Dalam paparannya, Vidya menegaskan bahwa demokrasi yang inklusif harus dimulai dari lingkungan kerja dan kehidupan sehari-hari. Menurutnya, setiap institusi, termasuk penyelenggara pemilu, memiliki tanggung jawab untuk membangun budaya kerja yang menjunjung tinggi penghormatan terhadap hak asasi manusia, bebas dari kekerasan seksual, serta memberikan kesempatan yang setara bagi perempuan untuk berpartisipasi dan mengambil peran strategis.

Ia menekankan bahwa tidak boleh ada toleransi terhadap segala bentuk kekerasan seksual, baik yang bersifat verbal, fisik, maupun psikis. Selain itu, perempuan harus memperoleh ruang, hak, dan kesempatan yang sama untuk berkontribusi, memimpin, serta terlibat dalam pengambilan keputusan tanpa diskriminasi.

"Kita tidak bisa mewujudkan demokrasi yang inklusif di ruang publik apabila lingkungan kerja kita sendiri belum mampu menjamin rasa aman, bebas dari kekerasan seksual, dan menjunjung kesetaraan gender. Oleh karena itu, kita harus menjadi teladan dalam menciptakan budaya kerja yang sehat dan berkeadilan," tegasnya.

Vidya juga mengajak seluruh peserta untuk menjadikan upaya pencegahan kekerasan seksual sebagai tanggung jawab bersama.
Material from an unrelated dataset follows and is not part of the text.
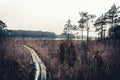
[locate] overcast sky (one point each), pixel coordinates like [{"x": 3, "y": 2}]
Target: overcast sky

Menurutnya, lingkungan kerja yang aman dan responsif gender akan memperkuat kualitas kelembagaan sekaligus meningkatkan kepercayaan publik terhadap penyelenggaraan demokrasi.

Melalui keikutsertaan dalam forum RP4, Bawaslu Kota Bekasi menegaskan komitmennya untuk terus mendukung terciptanya demokrasi yang inklusif dengan memperkuat perspektif kesetaraan gender dalam pelaksanaan tugas pengawasan. Nilai-nilai tersebut diharapkan dapat menjadi landasan dalam mewujudkan pengawasan pemilu yang profesional, partisipatif, dan berintegritas.